What Is Bias in Machine Learning?

ProfilePicture of Omar Trejo
Omar Trejo
Senior Data Scientist
Puzzle of a artifitial brain with circuits on the back

As artificial intelligence, or AI, increasingly becomes a part of our everyday lives, the need for understanding the systems behind this technology as well as their failings, becomes equally important. It’s simply not acceptable to write AI off as a foolproof black box that outputs sage advice. In reality, AI can be as flawed as its creators, leading to negative outcomes in the real world for real people. Because of this, understanding and mitigating bias in machine learning (ML) is a responsibility the industry must take seriously.

Table Of Contents

What Is Bias in Machine Learning?

Bias is a complex topic that requires a deep, multidisciplinary discussion. In this article, I’ll share some real-world cases where Machine Learning bias has had negative impacts, before defining what bias really is, its causes, and ways to address it.

At a high level, it’s important to remember that Machine Learning models, and computers in general, do not introduce bias by themselves. These machines are merely a reflection of what we as humans teach them. ML models use objective statistical techniques, and if they are somehow biased it’s because the underlying data is already biased in at least one of many ways. Understanding and addressing the causes of this are necessary to ensure effective yet equitable use of the technology.

Real-World Examples

The COMPAS System

In the criminal justice system, there is a desire to predict if someone who has done something unlawful is likely to offend again. Taking it further, it would be valuable to be able to accurately classify these people on a scale of low to high risk going forward to assist in decision making. Predicting recidivism is an important challenge for society, but it is also inherently very difficult to do in an accurate way. This is especially so in the context of machine learning, given many unobservable causes and contributing factors that cannot be neatly fed into a Machine Learning model.
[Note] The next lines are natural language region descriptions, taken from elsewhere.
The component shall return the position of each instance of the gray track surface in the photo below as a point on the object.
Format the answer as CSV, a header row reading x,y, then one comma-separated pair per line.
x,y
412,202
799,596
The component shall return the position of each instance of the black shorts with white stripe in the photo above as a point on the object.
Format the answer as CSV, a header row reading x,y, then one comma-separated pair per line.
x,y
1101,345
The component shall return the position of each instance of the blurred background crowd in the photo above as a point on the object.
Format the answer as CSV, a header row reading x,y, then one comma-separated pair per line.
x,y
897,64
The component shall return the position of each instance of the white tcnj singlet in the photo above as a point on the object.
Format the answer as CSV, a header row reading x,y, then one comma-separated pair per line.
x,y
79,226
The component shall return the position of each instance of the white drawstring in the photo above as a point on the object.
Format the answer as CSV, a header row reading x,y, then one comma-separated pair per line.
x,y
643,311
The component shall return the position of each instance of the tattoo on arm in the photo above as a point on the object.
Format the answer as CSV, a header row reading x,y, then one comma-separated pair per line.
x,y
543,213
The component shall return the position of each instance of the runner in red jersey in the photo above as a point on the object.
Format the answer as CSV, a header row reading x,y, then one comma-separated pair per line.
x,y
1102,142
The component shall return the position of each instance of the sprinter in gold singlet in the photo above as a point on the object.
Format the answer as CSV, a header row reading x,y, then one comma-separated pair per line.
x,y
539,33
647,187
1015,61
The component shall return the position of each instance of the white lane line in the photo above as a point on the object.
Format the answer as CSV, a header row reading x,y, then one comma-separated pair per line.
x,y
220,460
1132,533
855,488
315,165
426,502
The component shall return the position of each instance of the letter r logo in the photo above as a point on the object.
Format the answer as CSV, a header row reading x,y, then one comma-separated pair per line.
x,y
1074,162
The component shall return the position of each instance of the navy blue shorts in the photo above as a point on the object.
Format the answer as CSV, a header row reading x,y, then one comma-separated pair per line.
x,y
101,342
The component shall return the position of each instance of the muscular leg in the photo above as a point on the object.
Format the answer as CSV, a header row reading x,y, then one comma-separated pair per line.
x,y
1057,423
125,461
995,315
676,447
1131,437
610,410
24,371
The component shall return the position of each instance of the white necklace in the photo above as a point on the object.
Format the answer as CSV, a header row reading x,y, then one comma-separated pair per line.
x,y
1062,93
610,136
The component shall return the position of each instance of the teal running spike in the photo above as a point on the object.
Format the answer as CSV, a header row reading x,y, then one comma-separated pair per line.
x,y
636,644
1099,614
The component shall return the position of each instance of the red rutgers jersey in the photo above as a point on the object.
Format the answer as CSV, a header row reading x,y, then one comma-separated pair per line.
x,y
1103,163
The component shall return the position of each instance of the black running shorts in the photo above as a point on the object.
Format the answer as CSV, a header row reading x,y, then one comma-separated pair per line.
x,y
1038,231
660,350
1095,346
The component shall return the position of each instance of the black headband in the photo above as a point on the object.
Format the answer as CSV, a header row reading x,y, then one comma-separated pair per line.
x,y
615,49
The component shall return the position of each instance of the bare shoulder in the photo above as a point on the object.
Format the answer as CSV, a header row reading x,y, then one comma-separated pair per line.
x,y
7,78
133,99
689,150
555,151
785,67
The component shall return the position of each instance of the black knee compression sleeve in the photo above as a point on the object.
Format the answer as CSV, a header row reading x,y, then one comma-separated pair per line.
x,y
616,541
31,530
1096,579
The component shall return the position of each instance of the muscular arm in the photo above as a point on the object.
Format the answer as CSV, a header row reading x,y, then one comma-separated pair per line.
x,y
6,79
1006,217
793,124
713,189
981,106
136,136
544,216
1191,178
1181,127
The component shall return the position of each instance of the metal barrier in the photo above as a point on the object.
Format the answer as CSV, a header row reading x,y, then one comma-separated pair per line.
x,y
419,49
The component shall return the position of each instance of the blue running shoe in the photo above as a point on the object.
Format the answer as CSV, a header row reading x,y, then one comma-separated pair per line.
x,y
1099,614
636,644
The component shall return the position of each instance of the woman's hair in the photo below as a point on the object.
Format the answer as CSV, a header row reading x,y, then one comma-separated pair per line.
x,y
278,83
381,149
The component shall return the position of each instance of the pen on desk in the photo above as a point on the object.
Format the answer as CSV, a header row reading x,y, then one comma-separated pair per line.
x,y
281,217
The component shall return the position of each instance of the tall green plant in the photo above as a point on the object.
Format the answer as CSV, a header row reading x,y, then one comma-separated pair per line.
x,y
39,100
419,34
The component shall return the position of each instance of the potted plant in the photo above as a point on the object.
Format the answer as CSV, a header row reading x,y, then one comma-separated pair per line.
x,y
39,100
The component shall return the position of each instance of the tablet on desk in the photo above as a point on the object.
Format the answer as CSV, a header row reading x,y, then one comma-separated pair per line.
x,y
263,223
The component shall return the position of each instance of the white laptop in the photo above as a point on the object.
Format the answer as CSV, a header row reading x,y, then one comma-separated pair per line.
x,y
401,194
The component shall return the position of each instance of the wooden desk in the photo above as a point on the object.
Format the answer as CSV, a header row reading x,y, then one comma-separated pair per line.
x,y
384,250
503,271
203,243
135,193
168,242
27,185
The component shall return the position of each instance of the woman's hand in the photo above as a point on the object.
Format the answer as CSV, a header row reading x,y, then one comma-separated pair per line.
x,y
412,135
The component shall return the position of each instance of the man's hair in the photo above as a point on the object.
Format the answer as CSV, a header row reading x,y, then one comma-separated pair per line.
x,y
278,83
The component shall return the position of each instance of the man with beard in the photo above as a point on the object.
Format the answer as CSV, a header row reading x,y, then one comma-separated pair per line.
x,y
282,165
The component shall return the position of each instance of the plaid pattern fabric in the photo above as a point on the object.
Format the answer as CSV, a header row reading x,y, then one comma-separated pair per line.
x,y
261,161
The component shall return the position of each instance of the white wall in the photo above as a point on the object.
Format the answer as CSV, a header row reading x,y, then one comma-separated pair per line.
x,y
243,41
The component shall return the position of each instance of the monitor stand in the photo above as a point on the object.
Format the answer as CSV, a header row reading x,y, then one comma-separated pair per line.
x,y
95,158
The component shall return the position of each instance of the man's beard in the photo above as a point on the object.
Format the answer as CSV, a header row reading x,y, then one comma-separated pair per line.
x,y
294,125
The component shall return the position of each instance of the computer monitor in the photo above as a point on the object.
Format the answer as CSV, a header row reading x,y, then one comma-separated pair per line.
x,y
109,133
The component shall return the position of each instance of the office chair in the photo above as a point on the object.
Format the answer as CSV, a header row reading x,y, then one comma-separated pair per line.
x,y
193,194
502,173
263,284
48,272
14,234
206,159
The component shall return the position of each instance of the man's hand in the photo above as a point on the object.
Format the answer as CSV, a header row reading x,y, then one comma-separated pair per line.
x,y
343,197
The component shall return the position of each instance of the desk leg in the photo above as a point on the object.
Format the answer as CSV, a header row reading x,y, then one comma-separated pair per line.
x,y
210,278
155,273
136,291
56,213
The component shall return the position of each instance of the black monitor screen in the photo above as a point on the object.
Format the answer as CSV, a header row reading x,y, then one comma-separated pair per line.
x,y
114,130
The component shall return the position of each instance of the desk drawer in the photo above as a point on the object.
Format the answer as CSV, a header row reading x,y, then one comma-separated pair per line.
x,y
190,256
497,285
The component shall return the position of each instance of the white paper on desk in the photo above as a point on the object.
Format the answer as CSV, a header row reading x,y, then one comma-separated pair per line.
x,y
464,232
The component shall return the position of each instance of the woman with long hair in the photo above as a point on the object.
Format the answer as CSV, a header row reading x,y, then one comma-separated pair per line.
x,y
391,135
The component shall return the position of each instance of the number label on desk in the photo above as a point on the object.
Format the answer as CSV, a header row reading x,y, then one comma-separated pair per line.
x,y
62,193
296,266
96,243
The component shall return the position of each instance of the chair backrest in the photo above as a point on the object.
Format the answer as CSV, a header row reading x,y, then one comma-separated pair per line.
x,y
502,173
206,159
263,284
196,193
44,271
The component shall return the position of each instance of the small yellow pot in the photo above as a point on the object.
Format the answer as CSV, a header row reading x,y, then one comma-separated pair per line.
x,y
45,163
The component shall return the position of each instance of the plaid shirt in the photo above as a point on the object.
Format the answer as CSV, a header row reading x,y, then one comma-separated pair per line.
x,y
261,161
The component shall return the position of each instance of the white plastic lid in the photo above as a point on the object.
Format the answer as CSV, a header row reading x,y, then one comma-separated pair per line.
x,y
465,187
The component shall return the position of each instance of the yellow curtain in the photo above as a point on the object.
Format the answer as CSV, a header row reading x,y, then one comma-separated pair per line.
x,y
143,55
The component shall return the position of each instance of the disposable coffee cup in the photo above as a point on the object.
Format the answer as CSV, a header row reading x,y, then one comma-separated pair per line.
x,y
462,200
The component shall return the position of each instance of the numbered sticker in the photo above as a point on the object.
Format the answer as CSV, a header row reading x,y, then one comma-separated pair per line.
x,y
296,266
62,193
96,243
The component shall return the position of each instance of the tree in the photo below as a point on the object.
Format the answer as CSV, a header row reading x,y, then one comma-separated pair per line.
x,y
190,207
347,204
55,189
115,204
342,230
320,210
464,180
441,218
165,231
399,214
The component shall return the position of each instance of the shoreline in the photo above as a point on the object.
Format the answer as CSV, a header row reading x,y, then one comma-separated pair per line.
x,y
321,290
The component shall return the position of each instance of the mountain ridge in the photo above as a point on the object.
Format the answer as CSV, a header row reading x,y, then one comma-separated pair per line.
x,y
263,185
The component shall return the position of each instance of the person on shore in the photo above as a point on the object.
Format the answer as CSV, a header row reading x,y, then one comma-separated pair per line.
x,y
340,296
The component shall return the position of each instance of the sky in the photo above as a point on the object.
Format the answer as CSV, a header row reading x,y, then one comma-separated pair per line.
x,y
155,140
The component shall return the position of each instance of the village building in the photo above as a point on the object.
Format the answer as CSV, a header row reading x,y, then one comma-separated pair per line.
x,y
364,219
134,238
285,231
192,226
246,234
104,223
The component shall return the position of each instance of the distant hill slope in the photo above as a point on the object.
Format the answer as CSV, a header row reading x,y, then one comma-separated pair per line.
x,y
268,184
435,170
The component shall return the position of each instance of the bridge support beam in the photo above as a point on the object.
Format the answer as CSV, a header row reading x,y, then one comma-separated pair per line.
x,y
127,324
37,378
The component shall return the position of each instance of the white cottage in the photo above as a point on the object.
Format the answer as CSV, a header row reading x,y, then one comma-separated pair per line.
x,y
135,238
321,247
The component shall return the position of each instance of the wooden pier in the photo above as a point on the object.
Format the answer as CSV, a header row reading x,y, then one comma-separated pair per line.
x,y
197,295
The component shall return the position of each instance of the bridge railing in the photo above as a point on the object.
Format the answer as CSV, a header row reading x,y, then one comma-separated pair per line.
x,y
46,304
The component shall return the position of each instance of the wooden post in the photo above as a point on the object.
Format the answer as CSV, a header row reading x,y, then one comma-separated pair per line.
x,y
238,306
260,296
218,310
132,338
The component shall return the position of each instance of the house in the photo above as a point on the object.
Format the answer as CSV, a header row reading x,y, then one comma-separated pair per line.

This problem has been the subject of many sociological and psychological research studies and is the focus of the Correctional Offender Management Profiling for Alternative Sanctions (COMPAS) software. COMPAS is used in various states in the US to predict whether a person is likely to offend again, and its predictions are taken into account by judges when deciding sentences. It also is a commonly referenced example of a biased ML model.

An 18-year-old African American girl was arrested in 2014 for the theft of a bicycle. She was charged with burglary amounting to $80. More recently, a 41 years old Caucasian man was picked up for shoplifting tools worth $86. The man was a repeat offender and had been previously convicted of many thefts and armed robberies. The girl had committed some minor offences when she was younger. According to COMPAS, the girl was high risk and the man was low risk. Two years later, the girl had not been charged with any new crimes while the man was serving 8 years in prison for another offence.

An example of bias in the COMPAS system comparing low vs high risk thefts

Current versions may be different, but while being used by states in the US, the model predicted double the number of false positives for African Americans than for Caucasians, meaning that the models were much more likely to say that an African American was a “high” risk relative to Caucasian people.

The bias was obvious when results were seen from a specific angle, but removing such biases from these models was not deemed important, explicitly or implicitly. The opinion of many is that these models could have been “improved” to reduce unfair incarceration of African Americans, rather than exacerbating it. We will come back to this COMPAS system a couple of times during this article, given that it illustrates the real-world impact and complexities of bias in machine learning.

Google Translate

Examples of bias with more subtle implications can often be found in Natural Language Processing (NLP). Understanding language is very difficult for computers due to the involved nuance and context, and automatically translating between languages is even more of a challenge. Needless to say, it’s one of the hardest problems currently being tackled by AI.

Google Translate is a convenient tool that can be used to translate between languages of very different roots, and it works well enough most of the time. However, as with any ML tool, examples can be found with which the models perform poorly and exhibit bias. In the case of Google Translate, its current online version can be used to attempt to translate from English to Turkish, and back into English the sentence: “She is a programmer. He is a nurse.”

Screenshot of Bias in Google Translate from English to Turkish

The translation produces “O bir programcı. O bir hemşire.” If you then translate that back from Turkish into English, what you get is “He’s a programmer. She is a nurse,” which of course is not what we started with, and exhibits the presence of bias in the model.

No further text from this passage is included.